Stronger opens with a brief portrait of Bauman’s (Jake Gyllenhaal) life prior to the incident. He is a Bostonian slacker, working at Costco (and not doing a very good job of it either) and living with his mother. His high moments in life include watching the Red Sox game in his lucky seat with his lucky beer with his likeminded group of family and friends. Only when he sees his ex-girlfriend Erin (Tatiana Maslany) walk into his favorite bar do we see some of his more endearing sides as he promises to support her at the finish line of the upcoming marathon. Tragedy strikes at the marathon and the rest of the film follows Jeff and his family’s struggle to adapt to his new handicap and the fame that’s been thrust upon him.
In spite of its premise, Stronger is not a particularly dark film. It is riddled with comedic beats that are provided primarily by its supporting cast. Humor arises from the family’s carefreeness and immaturity, but mostly from their complete inability to deal with the immense gravity of the situation at hand. In fact, so many dark jokes are made at the expense of Jeff’s amputated legs that the film makes you feel bad for laughing; but in providing that comedy it makes the Bauman’s feel like a real family, as in spite of the tragedy that has befallen Jeff they remain humorous, reckless, carefree, and above all, human. With such a lovable circle of family and friends, the film’s heaviest moments occur when Jeff’s alone, struggling to complete everyday tasks such as using the bathroom or taking a shower on his own.
Jake Gyllenhaal offers a phenomenal performance as Bauman and while even after his injury he maintains his likeability, the audience never forgets the pain he goes through onscreen. Jeff actually accepts his disability rather quickly, joking about it the moment he wakes up in the hospital. However, it’s not so much his disability that bothers him, but rather the fact that everyone, his family, and friends included, feels the need to enforce upon him their opinion of what the bombing (and his survival) means. Even in the obligatory scene of his tearful breakdown, Gyllenhaal makes sure to convey not only his anger but also the feelings behind it. Under every raging scream, Gyllenhaal’s voice will crack and revert to one of fear and insecurity that comes not just from the repercussions of the attack but also from his utter lack of ambition in life. Tatiana Maslany offers an equally commendable portrayal of Erin who is brilliantly characterized against the archetype of the saintly woman that cleans up after the disabled protagonist regardless of how he treats her; clearly drawing the lines between easing Jeff’s genuine pain and telling him when he’s wrong for feeling sorry for himself.
With such visceral performances director, David Gordon Green (who casual filmgoers may know from Pineapple Express) certainly provides the cinematic flair to match. An emphasis is placed on certain trivial aspects of Jeff’s recovery such as the pulling out his breathing tubes, granting the film a great sense of authenticity. His most valuable tool, however, is the shallow focus, which he uses to both represent these characters’ narrow worldview but also their refusal to deal with their most immediate problems. Even the bomber who Jeff briefly catches a glimpse of is barely discernible through Green’s lens, making him all the more frightening for truly tapping into society’s fear of the unknown.
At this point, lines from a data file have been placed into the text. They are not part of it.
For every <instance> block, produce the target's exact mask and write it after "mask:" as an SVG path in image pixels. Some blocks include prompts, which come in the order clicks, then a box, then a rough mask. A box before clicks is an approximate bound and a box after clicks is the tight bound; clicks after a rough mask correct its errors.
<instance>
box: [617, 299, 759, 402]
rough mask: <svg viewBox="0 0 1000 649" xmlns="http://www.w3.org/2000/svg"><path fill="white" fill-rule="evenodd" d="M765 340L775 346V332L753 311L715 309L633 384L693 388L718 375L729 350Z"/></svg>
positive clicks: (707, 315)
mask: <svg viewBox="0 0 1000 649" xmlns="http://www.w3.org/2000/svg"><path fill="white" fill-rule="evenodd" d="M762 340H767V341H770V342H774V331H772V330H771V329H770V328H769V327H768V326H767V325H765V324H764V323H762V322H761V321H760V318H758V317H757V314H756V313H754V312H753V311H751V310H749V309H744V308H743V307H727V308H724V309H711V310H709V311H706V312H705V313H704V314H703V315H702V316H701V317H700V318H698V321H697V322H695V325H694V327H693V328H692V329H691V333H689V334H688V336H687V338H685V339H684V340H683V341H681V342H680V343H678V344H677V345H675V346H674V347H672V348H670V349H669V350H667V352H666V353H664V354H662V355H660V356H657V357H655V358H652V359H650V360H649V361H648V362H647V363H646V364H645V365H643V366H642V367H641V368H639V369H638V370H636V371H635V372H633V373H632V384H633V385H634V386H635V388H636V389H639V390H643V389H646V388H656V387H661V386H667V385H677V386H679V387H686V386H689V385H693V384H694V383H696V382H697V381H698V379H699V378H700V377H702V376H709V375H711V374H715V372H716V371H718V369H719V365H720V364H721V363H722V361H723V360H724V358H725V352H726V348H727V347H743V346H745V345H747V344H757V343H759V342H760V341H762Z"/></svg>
What Stronger makes clear from the very start is that Jeff Bauman is not the hero the media paints him to be. Rather, he is a survivor, reluctant to become a symbol that the public can adore due to his own lack of admiration for himself. What elevates Stronger higher than most true story biopics is its chronicling of this very journey, from survivor to hero, and while the film’s ending can be considered formulaic it is ultimately one that is fully earned.
Stronger review by Orestes Adam, December 2017.
Stronger is released in UK cinemas on Friday 8th December 2017.